Seriously, the AV companies are a big WTF, but those who rely on them to punish their customers are even worse.

[guinness]

How about this >> http://vpsnoc.com/Unmanaged_VPS.html

Definetely! You need your VPS to be available 24x7. If your monthly uptime is below 99.9% we will credit your account to the tune of your monthly fee. (This does not include scheduled maintenance to maintain and improve your service, or downtime that is out of our control.)

PayPal, Credit Cards & Debit Cards Accepted.

I found this from the wiki page about VPS hosting as it linked to their page about the benefits of VPS hosting.

[webfork]

You are asked to pay as much as you can and/or wish to afford, starting with a minimum of € 1,--/month and € 0,50 for each domain.

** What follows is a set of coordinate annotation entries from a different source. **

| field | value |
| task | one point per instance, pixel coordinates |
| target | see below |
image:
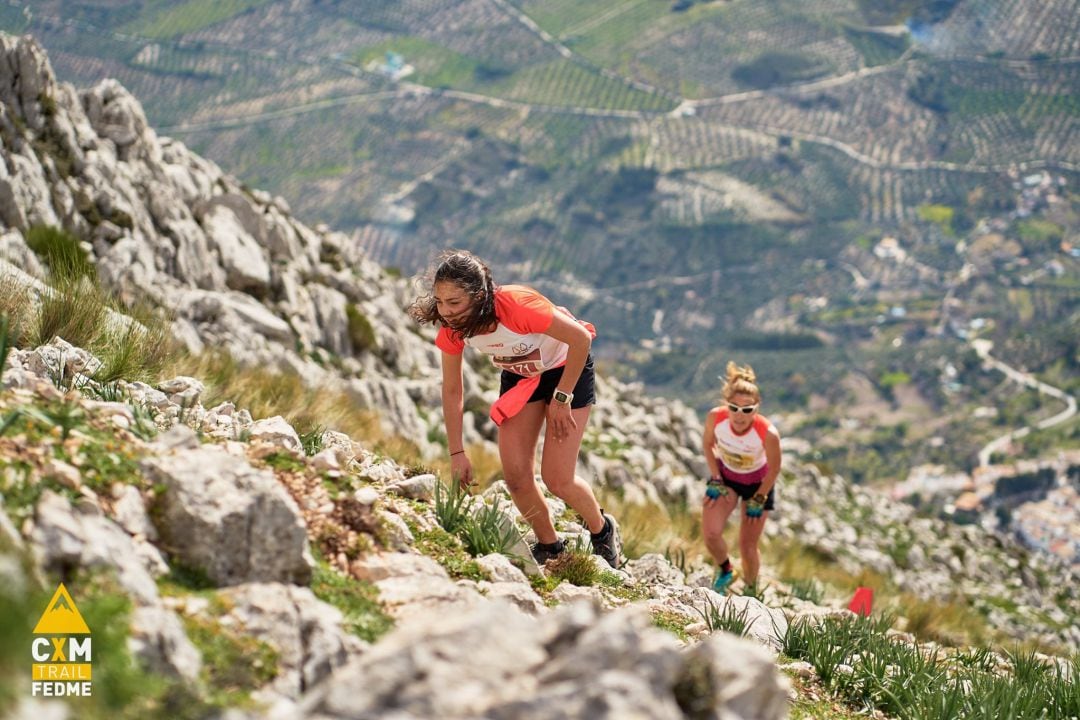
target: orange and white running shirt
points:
(742, 456)
(518, 343)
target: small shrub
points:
(489, 530)
(61, 252)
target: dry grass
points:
(16, 304)
(266, 393)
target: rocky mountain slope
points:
(122, 491)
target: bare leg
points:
(517, 448)
(750, 532)
(714, 517)
(558, 466)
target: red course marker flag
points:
(862, 602)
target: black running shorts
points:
(584, 392)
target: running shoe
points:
(544, 552)
(607, 543)
(724, 581)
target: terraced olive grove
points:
(703, 180)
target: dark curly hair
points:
(472, 275)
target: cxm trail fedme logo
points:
(62, 650)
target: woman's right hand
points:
(461, 469)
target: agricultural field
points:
(795, 184)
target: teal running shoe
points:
(724, 581)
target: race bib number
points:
(737, 461)
(523, 365)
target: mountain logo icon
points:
(62, 616)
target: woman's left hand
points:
(561, 420)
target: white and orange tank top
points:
(741, 453)
(518, 343)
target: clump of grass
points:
(447, 549)
(674, 531)
(136, 350)
(233, 664)
(489, 530)
(361, 331)
(267, 394)
(16, 307)
(61, 252)
(311, 438)
(356, 599)
(576, 567)
(673, 622)
(75, 310)
(866, 669)
(729, 619)
(453, 506)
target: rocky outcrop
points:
(218, 514)
(575, 663)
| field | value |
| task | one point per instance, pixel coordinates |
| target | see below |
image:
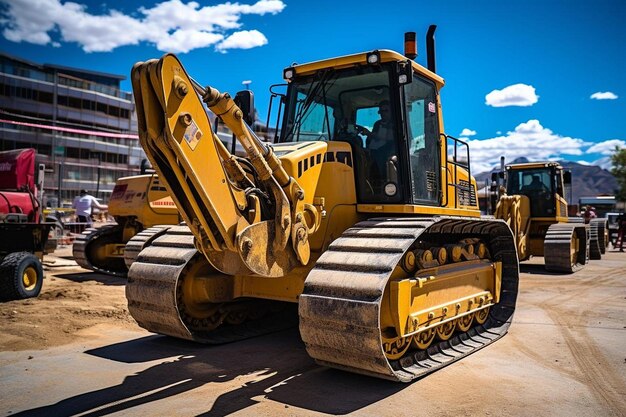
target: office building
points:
(82, 125)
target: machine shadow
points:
(536, 269)
(275, 366)
(93, 276)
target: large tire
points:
(21, 276)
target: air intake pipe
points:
(430, 48)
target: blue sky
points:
(520, 75)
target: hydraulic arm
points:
(247, 214)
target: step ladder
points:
(620, 238)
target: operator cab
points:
(392, 128)
(540, 184)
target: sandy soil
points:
(72, 299)
(76, 351)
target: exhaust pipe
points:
(430, 48)
(410, 45)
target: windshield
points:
(332, 102)
(538, 185)
(529, 181)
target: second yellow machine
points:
(370, 226)
(138, 203)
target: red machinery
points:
(23, 236)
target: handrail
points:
(455, 162)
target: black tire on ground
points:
(21, 276)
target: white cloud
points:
(245, 39)
(604, 162)
(467, 132)
(607, 95)
(530, 140)
(514, 95)
(607, 147)
(172, 26)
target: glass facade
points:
(65, 114)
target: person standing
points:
(84, 204)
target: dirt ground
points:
(76, 351)
(72, 299)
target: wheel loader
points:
(536, 211)
(380, 246)
(137, 203)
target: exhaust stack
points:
(410, 45)
(430, 48)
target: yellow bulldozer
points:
(142, 208)
(371, 228)
(535, 208)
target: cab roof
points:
(347, 61)
(531, 165)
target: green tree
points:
(619, 170)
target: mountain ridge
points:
(587, 180)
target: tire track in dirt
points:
(593, 369)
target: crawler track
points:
(138, 242)
(565, 247)
(87, 254)
(154, 294)
(601, 227)
(340, 307)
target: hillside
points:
(587, 180)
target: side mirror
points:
(405, 72)
(245, 101)
(567, 177)
(145, 166)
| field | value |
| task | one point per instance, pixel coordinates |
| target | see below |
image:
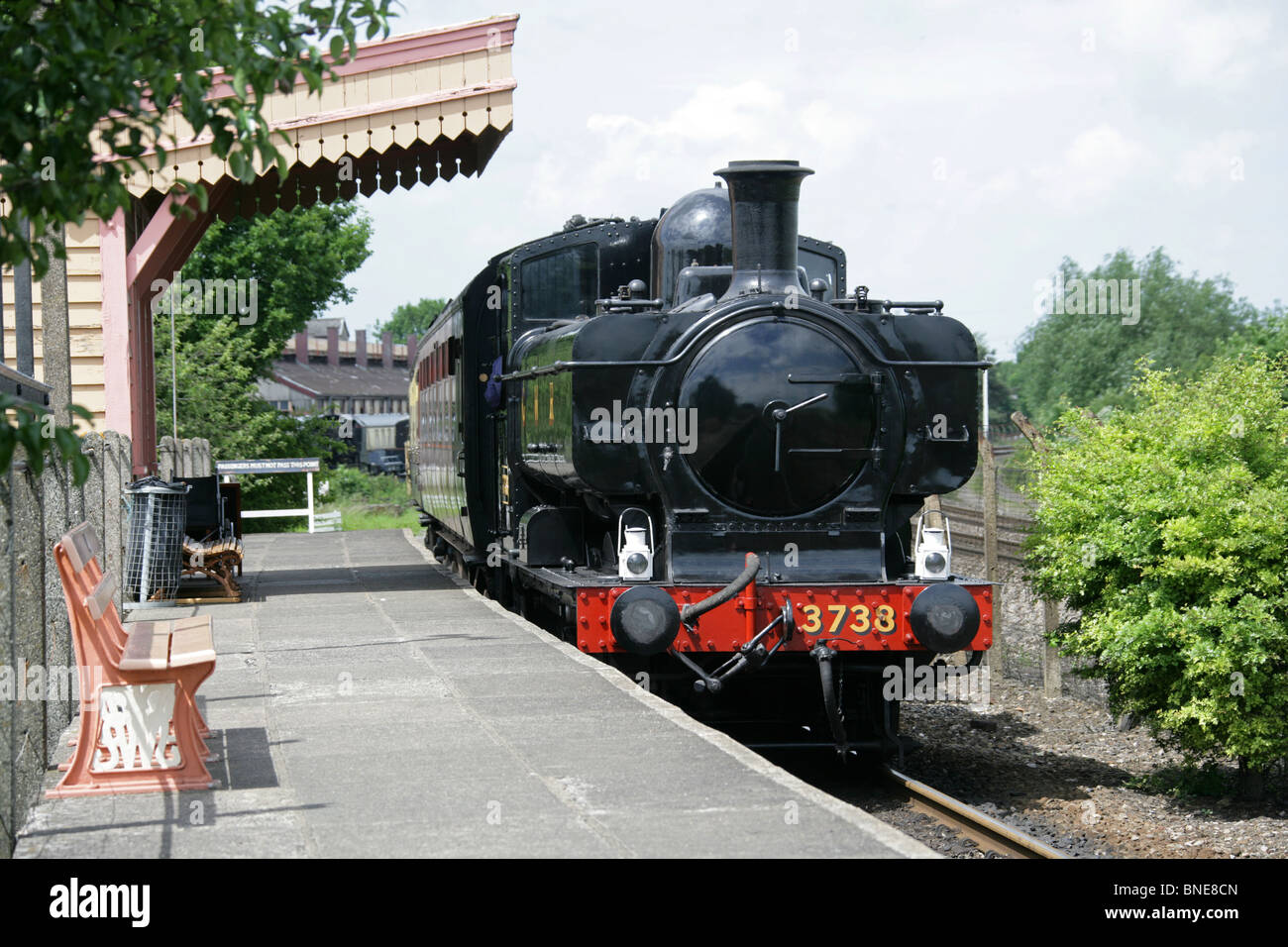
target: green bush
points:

Still, since the guys deliver a fabulous (really!) service, very quick, very friendly, very competent, I'd advice anyone to give significantly more (which could still be less than your announced $ 20,--).

That's really cool uberspace has that.

As the site is about freeware, I'd like to think that someone would be willing to host it as a charity gig and point all our banners and other stuff to other charity sites. It might not be the same as running a soup kitchen, but its something that I think helps popularize the philanthropy of developers who give away their work for nothing, as well as give an alternative to people who can't afford commercial software.

However, I wouldn't know where to begin looking for an arrangement like that.

[Andrew Lee]

http://vpsnoc.com/blog/vpsnoc-company-o ... ification/

Sounds like VPSLink when they were bought over last year.

[guinness]

I failed to check the Blog, sorry about that. Apart from that hiccup is it on the right lines to what you're looking for?

[Midas]

Just got word of this (ugly) affair. VPSLink actions are totally unacceptable, as their loyalty should be with their paying customers, not with some foggy -- and reportedly incompetent -- overseas malware checker. Let me repeat it: that is no way to treat a customer. Period!

Have no suggestions for hosting, but will keep a vigilant eye about. Totally agree that mirroring should be considered, if only as a backup strategy. Thanks for all the generous contributions. Thank you, Andrew. Keep up your great work.